DevConf: how VKontakte went to its platform for live-broadcasts

DevConf 2018 will be held May 18 in Moscow, in Digital October. And we continue to publish reports from last year’s conference. Next in line is the report of Alexey Akulovich from VKontakte, where he will tell about what attentive readers have already guessed by sabzh.

In 2015, we used a third-party solution. We embedded his player on the site as youtube and it worked. It didn’t work perfectly, but at that time it suited us in terms of the volume of broadcasts that could be started through it, as well as the quality and delays it gave. But we grew out of it pretty quickly.

The first reason is delays. When viewers write questions in the chat, and the broadcast delay is 40 seconds, in most cases this is unacceptable. The main delay occurred in the transmission of a signal between the computers of the streamer and the viewer (a useful habrapost on this topic ). The main protocols for streaming video: RTMP, RTSP, HLS, DASH. The first two are protocols without repeated requests, i.e. we connect to the server and it just streams the data. The delay is minimal, maybe less than a second, i.e. this is good.
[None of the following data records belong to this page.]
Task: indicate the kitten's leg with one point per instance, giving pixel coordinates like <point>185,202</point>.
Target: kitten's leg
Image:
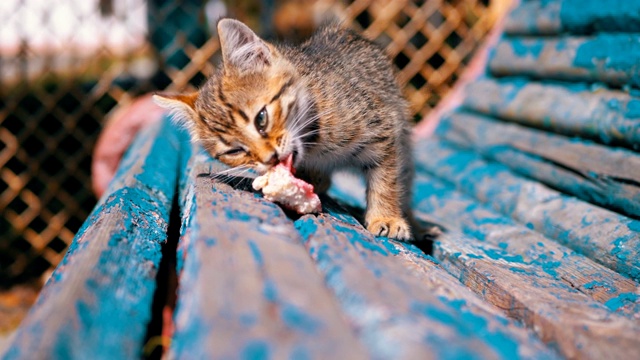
<point>420,231</point>
<point>384,215</point>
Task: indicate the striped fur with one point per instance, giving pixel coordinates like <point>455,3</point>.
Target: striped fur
<point>333,101</point>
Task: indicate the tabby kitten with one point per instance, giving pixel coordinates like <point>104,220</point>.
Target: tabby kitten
<point>332,102</point>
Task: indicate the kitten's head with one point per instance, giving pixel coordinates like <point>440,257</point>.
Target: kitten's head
<point>252,112</point>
HLS and DASH are HTTP-based protocols that make a new request after each piece of data. And this creates problems. When we began to reproduce the first piece, we need to immediately request the second one, so that when we are finished with the first one, the second one must be downloaded and parsed. This is necessary to ensure continuous playback. Thus, the minimum delay for these protocols is two fragments. One fragment is about a few seconds. Therefore, to achieve an acceptable delay with these formats will not work.
')

We have two options for using stream. The first is through our applications, when we have full control over the resolution, codecs, etc. And we can give this signal to viewers without processing. The second option, when we give the opportunity to stream with anything, whatever software. Of course, in this case we have no control over codecs, resolution, quality. We take this signal at the entrance and must give it to the audience in good quality. For example, if one player streams the game in 4K quality, and the viewer tries to look at the phone in 3G and sees nothing, then we are to blame. Therefore, a third-party signal must be processed by us and given to the viewer at the desired resolution.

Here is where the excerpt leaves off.